Ultimately, the outcome of our patient was more favorable than for many who suffer this infection. Elderly trauma victims such as our patient may be at higher risk for Granulicatella adiacens bacteremia, particularly if they require long hospitalization and intensive care unit treatment, or if they develop complications [30]. Critically ill patients have multiple risk factors for infection [31] such as impairment of cortisol metabolism [32], increased serum concentrations of various cytokines [33], and an unspecific depression of the immune system. Moreover, mucosal barrier function is impaired, allowing normal commensals to invade the bloodstream [34]. The microbiologic results of our patient were not available for many days after culture because the specimen had to be sent to an outside facility. The infection seems to have responded to cefazolin in the interim; however, this treatment regimen may become inadequate as resistance to beta-lactam agents develops in this pathogen.
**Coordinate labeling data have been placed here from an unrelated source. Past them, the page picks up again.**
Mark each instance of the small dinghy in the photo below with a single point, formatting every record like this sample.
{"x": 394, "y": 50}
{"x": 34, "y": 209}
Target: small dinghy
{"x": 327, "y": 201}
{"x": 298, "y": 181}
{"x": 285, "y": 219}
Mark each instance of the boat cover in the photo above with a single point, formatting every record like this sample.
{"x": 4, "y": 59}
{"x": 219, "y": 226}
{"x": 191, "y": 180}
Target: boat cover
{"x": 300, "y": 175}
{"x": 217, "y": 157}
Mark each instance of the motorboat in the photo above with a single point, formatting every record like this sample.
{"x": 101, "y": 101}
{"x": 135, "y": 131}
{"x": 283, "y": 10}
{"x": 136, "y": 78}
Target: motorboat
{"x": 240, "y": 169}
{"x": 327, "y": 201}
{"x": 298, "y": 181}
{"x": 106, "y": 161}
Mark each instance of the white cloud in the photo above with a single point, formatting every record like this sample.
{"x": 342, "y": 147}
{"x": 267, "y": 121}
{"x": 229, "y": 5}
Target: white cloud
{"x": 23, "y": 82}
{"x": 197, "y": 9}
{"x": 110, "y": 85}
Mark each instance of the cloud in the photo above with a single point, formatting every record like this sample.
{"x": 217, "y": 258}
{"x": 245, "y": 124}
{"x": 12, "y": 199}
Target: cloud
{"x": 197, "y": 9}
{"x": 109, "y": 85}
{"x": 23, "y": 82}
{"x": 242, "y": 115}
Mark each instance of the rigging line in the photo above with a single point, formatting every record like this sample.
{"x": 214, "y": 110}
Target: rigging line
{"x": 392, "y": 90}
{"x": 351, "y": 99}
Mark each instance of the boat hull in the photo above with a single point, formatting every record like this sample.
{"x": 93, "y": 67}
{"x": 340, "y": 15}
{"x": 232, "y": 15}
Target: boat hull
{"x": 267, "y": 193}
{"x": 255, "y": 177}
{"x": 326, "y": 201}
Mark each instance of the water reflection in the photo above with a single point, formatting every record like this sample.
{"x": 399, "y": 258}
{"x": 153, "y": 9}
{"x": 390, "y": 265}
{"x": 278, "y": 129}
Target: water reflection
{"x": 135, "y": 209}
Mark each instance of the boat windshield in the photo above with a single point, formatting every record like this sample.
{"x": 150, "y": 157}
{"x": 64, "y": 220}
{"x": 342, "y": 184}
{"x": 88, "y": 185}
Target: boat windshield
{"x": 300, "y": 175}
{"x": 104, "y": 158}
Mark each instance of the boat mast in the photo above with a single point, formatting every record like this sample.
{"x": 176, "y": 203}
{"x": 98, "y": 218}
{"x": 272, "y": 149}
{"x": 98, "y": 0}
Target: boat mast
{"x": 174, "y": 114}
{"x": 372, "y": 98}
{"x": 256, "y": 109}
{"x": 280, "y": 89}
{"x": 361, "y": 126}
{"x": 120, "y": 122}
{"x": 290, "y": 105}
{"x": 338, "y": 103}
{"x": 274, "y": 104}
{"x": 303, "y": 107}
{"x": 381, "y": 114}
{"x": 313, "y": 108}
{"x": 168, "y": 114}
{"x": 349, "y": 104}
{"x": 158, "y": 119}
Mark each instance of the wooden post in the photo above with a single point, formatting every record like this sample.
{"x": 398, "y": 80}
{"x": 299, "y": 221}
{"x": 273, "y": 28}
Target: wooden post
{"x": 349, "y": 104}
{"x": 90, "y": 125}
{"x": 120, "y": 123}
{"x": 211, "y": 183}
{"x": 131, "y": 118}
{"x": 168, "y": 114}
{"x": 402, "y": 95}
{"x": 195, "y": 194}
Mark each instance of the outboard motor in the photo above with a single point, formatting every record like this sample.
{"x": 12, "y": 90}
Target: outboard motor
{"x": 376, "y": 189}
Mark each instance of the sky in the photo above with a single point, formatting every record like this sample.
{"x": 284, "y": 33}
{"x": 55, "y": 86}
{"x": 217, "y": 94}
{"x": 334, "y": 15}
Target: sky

Granulicatella adiacens is one of the most common bacteria that make up the normal flora of the oral cavity in the general population, but it has virulent potential and may be an emerging challenge. It is possible that infection with G. adiacens is missed or identified as being caused by Streptococcus the majority of the time [35]. It is a clear cause of endocarditis, and the spectrum of infections it can be responsible for seems to be expanding. Because of its propensity to cause endocarditis, its fastidious nature and slow rate of growth, and the increasing resistance to macrolide and cephalosporin antibiotics, special vigilance is needed. Many culture techniques fail to show growth of this organism initially, and the diagnosis is missed easily. Using 16S rRNA sequencing, this bacterium can be identified in roughly 4 h, avoiding the delays currently encountered in many clinical settings [12]. The spread of routine 16S rRNA sequencing in laboratories might prevent missed diagnoses and misdiagnoses in the future [36].
Author Disclosure Statement
No conflicting financial interests exist.